Arab culture has been living with heat significantly longer than we have here in New Mexico, and of course Arab culture heavily influenced the Spanish ... I love finding out more about the various adaptations to their environment. I mentioned Nader Khalili; look for some of his books. He has a great one on creating ceramic houses, which mentions the windscoop concept I highlighted. He’s changed over to another technique now, though ... ‘tube building’. His goal is to find a low-cost, low-skill method for building homes. He also has a website: http://www.calearth.org/.
Thanks for these reminders, a few new ones here for me. I recently moved from mostly cool Vermont to hot, humid upstate NY and am really feeling the difference.
RE: electrolyte type drinks, see if you can find Emer’gen-C at a health food store. They’re come in single-serving packets of powder & you add water. Sweetened with fructose, and I think at least one flavor is fructose-free.

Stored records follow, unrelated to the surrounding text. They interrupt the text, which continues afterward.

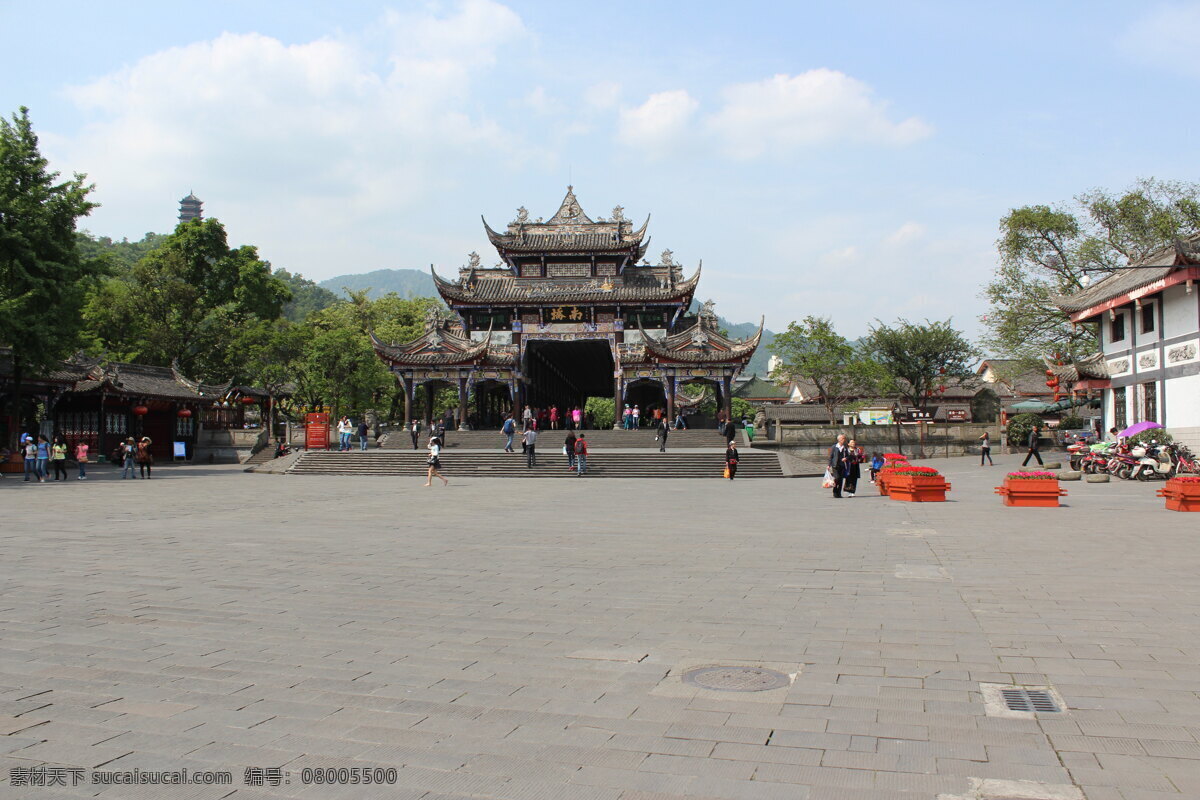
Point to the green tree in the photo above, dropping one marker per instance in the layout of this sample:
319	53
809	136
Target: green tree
367	383
1047	251
42	276
815	352
915	360
183	300
121	256
601	410
306	296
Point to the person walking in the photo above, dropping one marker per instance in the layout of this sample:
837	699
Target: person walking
31	459
1033	443
127	451
145	458
509	429
435	462
853	471
569	449
985	449
837	463
82	459
581	455
59	458
528	439
43	458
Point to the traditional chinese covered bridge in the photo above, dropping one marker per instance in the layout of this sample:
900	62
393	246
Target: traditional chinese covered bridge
568	313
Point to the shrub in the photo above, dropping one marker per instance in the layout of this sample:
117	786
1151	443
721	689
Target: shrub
1162	435
1031	476
915	471
1072	422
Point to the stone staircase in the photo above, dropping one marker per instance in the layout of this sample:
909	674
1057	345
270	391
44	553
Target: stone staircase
689	462
605	439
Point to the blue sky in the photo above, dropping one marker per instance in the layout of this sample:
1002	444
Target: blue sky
841	160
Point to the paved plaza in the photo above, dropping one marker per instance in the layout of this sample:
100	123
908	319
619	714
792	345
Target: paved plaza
527	639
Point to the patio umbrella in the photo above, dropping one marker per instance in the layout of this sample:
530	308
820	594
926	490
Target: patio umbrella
1138	427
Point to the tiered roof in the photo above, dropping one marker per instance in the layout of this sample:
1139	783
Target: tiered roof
701	343
1162	266
635	284
441	344
570	230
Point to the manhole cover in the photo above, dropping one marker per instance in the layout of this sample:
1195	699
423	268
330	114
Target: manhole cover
1029	699
736	679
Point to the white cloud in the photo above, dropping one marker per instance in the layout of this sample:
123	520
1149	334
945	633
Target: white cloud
658	122
603	95
309	137
819	107
1165	37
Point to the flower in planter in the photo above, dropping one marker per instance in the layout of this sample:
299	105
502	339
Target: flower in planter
915	471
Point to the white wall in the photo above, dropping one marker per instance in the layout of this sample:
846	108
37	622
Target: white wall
1183	410
1181	311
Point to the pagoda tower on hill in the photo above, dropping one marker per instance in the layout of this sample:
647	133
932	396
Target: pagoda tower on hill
191	208
571	311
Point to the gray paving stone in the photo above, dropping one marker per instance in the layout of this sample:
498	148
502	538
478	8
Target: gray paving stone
433	635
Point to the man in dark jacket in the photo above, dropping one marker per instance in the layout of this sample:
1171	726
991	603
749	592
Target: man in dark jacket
839	463
1035	437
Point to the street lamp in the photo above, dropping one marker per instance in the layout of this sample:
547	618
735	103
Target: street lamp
895	422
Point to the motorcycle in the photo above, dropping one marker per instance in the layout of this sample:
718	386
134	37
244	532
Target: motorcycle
1185	462
1122	464
1151	467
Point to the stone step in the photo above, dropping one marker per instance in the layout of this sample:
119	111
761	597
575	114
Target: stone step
550	464
489	439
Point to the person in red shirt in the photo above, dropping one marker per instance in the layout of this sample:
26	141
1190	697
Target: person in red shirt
82	458
581	455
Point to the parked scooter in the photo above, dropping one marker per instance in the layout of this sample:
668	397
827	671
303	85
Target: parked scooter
1151	465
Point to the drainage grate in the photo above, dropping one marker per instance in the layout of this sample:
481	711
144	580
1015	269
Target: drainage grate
1029	699
736	679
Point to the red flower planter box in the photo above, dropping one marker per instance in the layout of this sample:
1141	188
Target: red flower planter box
1182	494
918	488
1042	493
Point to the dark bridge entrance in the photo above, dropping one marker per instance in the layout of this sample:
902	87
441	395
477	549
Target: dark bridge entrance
567	373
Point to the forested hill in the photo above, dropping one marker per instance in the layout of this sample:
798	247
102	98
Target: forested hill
407	283
418	283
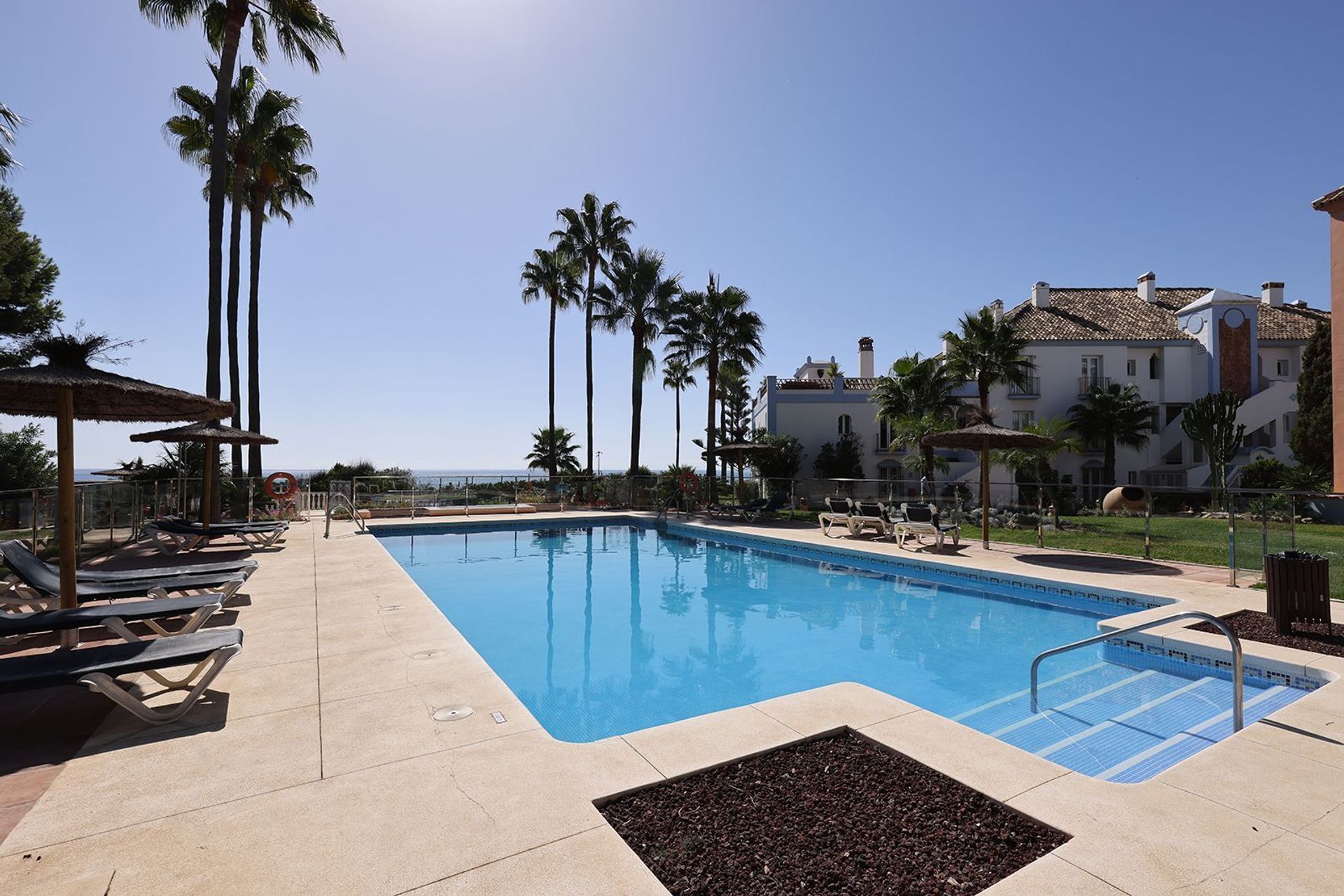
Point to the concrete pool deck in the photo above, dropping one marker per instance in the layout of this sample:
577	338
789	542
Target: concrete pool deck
316	764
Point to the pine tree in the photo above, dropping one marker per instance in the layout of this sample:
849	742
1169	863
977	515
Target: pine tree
1312	440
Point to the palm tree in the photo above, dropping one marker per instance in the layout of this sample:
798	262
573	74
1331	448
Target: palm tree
916	399
190	131
10	122
553	449
1038	463
713	328
277	181
554	274
678	377
1113	415
911	429
640	298
302	30
596	234
1211	421
988	351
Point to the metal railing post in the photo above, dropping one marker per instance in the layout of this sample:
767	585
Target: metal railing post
1041	516
1264	528
1148	527
1292	520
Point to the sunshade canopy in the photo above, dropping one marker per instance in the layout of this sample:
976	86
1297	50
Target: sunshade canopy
976	435
203	433
100	396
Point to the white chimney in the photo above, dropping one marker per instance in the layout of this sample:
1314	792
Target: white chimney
866	356
1148	288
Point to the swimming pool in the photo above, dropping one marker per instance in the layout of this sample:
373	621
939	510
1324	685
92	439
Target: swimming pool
608	628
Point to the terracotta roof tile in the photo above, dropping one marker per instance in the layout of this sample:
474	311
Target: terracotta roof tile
1119	315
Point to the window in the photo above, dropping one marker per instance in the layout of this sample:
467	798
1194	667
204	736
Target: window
1092	372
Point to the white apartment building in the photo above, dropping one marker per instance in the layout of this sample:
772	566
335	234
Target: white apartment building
1175	344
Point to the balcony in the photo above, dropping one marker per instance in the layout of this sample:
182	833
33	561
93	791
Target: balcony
1089	383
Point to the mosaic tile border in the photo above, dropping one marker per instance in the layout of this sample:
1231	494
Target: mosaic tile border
925	568
1189	662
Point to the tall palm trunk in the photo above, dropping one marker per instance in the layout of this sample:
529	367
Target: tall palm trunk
235	229
636	394
235	13
550	419
723	430
676	450
255	220
711	371
588	354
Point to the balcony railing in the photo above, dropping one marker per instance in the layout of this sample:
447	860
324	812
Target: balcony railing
1089	383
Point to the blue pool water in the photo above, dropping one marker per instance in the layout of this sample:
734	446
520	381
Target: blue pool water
613	628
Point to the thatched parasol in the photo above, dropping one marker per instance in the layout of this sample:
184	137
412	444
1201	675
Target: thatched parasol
984	437
69	388
210	434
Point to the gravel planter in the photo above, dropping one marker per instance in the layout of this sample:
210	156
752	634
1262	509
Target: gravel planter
832	816
1253	625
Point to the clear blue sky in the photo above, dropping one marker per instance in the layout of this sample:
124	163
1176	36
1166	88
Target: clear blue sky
859	168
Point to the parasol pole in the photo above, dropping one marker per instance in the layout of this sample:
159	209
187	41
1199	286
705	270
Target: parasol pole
207	486
984	493
66	503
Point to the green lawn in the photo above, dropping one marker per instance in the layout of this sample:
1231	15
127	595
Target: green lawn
1189	540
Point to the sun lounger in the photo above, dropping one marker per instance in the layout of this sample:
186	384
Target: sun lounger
36	586
757	510
869	514
113	617
838	514
921	520
97	669
171	536
108	577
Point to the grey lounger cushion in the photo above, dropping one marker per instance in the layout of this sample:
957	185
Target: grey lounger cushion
69	666
17	624
19	551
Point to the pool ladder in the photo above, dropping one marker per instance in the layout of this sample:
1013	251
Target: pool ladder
340	501
1190	614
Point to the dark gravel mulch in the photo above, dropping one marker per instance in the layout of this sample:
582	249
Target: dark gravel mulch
1253	625
832	816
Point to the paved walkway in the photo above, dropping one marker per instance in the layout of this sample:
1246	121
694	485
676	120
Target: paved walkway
318	764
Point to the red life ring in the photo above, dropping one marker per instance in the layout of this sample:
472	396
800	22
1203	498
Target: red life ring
288	493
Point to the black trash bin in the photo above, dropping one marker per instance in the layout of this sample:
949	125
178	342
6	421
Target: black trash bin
1298	587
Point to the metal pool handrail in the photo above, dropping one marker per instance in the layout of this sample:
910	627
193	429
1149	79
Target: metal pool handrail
1190	614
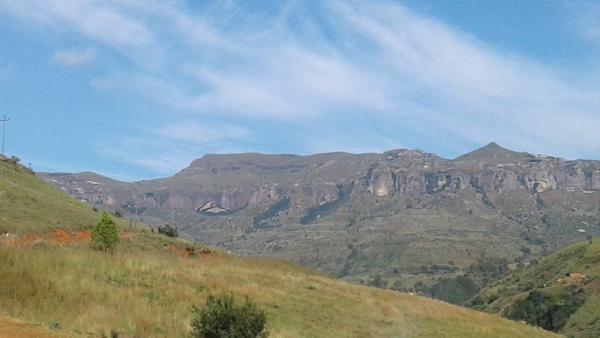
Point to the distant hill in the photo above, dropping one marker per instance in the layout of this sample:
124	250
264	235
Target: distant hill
560	292
29	204
404	219
56	286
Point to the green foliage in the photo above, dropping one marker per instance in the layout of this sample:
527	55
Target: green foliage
105	235
168	231
378	282
549	309
223	318
455	290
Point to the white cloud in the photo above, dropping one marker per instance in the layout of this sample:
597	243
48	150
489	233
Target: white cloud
410	75
74	57
173	146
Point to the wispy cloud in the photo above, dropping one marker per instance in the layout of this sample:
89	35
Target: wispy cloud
403	75
173	146
74	57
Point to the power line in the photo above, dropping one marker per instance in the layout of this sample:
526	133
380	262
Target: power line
4	119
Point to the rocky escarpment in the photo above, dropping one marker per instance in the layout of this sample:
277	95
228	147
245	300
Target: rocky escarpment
342	212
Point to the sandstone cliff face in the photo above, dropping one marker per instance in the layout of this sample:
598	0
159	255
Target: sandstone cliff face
234	183
338	211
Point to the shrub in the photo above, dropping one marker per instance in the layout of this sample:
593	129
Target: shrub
223	318
168	230
105	235
549	309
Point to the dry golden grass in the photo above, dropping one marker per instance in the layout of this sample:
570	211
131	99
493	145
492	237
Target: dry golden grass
11	328
147	288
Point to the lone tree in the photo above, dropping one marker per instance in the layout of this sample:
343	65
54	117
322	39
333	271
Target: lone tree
168	230
223	318
105	235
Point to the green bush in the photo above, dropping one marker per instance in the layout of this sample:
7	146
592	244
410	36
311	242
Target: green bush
105	235
549	309
223	318
168	230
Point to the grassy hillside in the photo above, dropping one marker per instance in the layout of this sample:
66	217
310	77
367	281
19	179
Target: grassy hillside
28	204
12	328
561	292
148	286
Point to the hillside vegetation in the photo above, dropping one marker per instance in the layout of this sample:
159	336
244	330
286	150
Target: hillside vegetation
28	204
148	286
403	219
560	293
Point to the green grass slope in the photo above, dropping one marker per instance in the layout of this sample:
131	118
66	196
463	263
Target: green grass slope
561	292
29	204
149	285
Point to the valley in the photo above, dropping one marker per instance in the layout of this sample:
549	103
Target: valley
403	219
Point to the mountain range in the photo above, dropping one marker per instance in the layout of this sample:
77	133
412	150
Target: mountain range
403	218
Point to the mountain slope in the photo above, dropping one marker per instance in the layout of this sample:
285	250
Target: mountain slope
560	292
27	204
147	287
403	217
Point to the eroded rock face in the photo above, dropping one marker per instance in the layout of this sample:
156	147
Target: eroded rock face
340	211
247	181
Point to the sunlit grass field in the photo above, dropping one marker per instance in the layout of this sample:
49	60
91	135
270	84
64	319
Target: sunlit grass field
51	280
148	286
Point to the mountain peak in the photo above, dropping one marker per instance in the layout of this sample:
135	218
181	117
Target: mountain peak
493	151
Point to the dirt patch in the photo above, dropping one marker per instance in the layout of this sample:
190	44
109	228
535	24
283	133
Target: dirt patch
11	328
189	251
60	237
593	287
83	236
574	278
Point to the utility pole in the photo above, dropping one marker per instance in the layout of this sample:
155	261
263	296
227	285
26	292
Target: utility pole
3	120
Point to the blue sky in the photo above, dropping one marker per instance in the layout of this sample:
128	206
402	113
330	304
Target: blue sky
138	89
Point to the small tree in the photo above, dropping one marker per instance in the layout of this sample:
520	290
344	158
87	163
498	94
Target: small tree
168	230
105	235
223	318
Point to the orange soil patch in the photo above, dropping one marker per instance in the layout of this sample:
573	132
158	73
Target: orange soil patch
29	239
11	328
56	236
188	251
60	237
83	235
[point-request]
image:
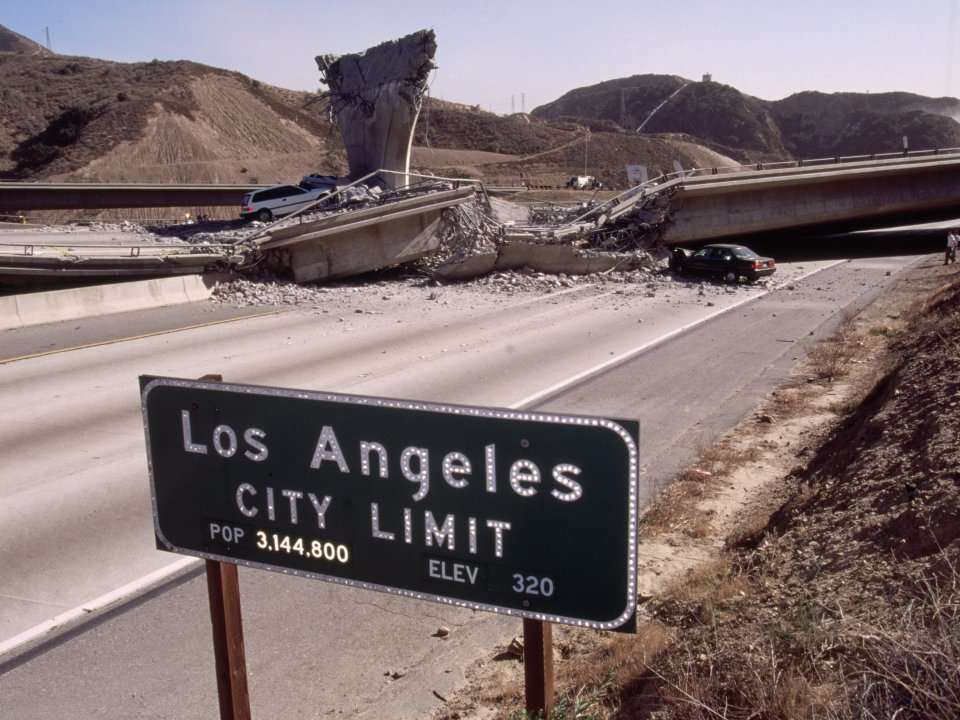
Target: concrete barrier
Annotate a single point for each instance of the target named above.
(45, 307)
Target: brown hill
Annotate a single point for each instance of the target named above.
(466, 141)
(17, 43)
(818, 124)
(74, 118)
(804, 125)
(82, 118)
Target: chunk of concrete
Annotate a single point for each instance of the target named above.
(514, 255)
(376, 97)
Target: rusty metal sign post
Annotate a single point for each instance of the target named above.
(527, 514)
(223, 592)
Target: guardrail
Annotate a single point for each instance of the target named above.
(29, 249)
(339, 191)
(654, 186)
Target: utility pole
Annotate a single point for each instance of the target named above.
(586, 148)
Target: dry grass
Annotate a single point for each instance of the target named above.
(676, 508)
(815, 663)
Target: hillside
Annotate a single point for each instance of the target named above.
(77, 118)
(14, 42)
(81, 118)
(808, 124)
(466, 141)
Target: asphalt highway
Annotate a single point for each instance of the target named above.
(75, 513)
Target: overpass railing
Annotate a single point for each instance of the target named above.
(812, 162)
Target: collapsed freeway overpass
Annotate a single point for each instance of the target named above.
(815, 197)
(21, 196)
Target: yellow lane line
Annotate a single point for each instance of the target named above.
(5, 361)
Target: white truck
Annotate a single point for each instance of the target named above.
(582, 182)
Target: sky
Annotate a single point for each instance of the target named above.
(493, 52)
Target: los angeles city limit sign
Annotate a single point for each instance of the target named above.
(528, 514)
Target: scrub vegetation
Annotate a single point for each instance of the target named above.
(837, 593)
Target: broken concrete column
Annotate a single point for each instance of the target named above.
(376, 97)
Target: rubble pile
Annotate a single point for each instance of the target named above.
(465, 230)
(553, 214)
(251, 293)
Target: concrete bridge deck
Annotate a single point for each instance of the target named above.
(819, 198)
(20, 196)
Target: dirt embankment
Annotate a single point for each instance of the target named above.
(82, 118)
(809, 562)
(804, 125)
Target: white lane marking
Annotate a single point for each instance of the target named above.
(158, 577)
(633, 352)
(115, 597)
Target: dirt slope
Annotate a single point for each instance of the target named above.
(808, 124)
(17, 43)
(68, 117)
(518, 148)
(847, 604)
(73, 118)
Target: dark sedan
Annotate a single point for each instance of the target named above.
(731, 262)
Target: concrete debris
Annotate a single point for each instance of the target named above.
(376, 97)
(252, 293)
(465, 231)
(361, 194)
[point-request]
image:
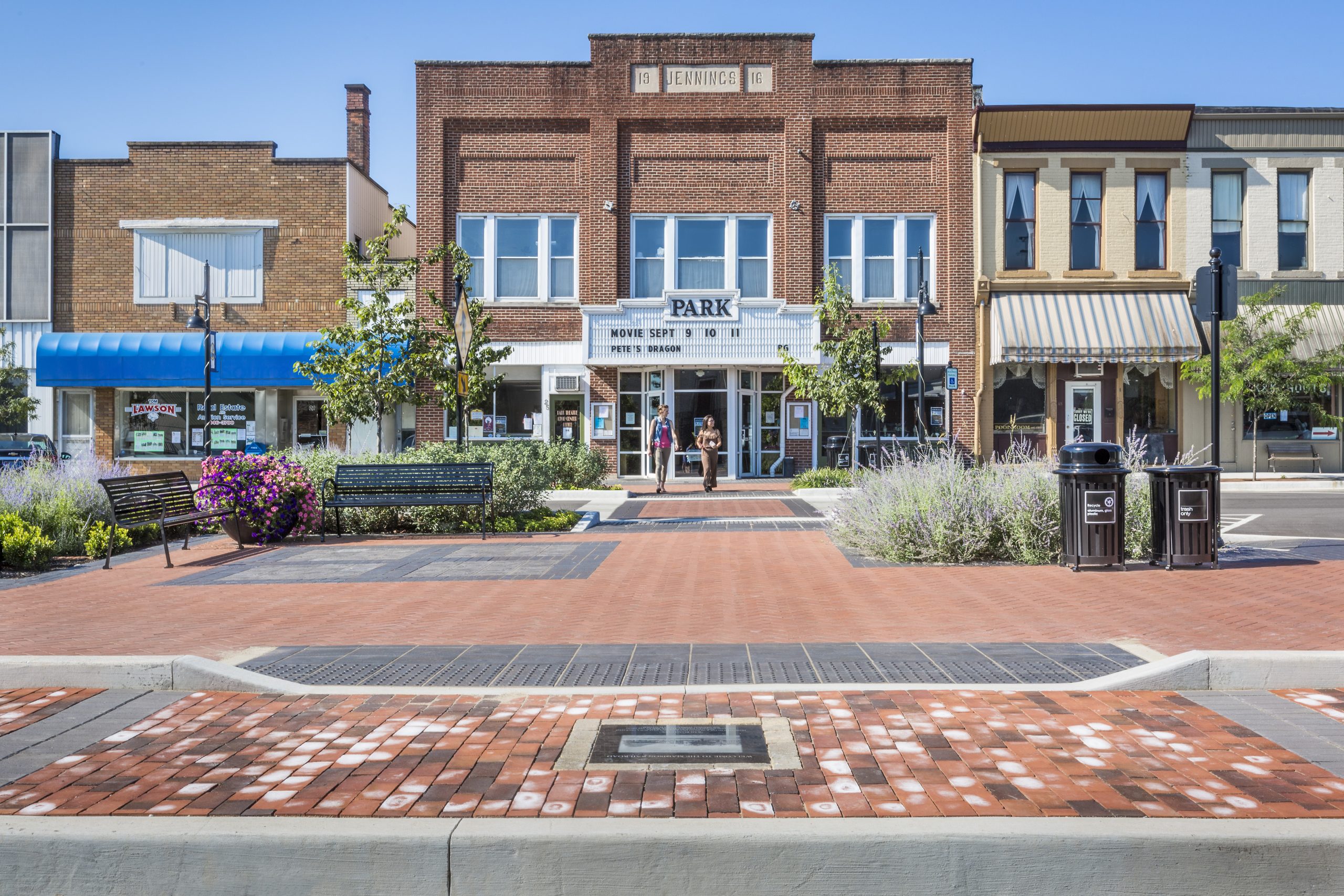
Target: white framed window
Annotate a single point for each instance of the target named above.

I just moved from a house where we had no A/C but we did have a whole-house fan - a fan in the ceiling that, when on, creates a vacuum from the living area pulling air to the attic. It was awesome - just open windows, turn that on, and the whole house is to the temperature of outside within an hour.
Doesn’t help much when its humid and overnight lows are 75, but in a dry heat environment where it cools at night, a whole house fan would be great.
I’m finding that I’m not the only one to discover auto windshield reflectors. Got mine at the dollar store. Unless you’re an early riser (I’m not) it’s a good idea to cover east windows before you go to bed. Never give that sun a chance to sneak in. It makes a huge difference.

...and water, water, water: “If you’re not peeing; you’re not hydrating” (old medic-fu).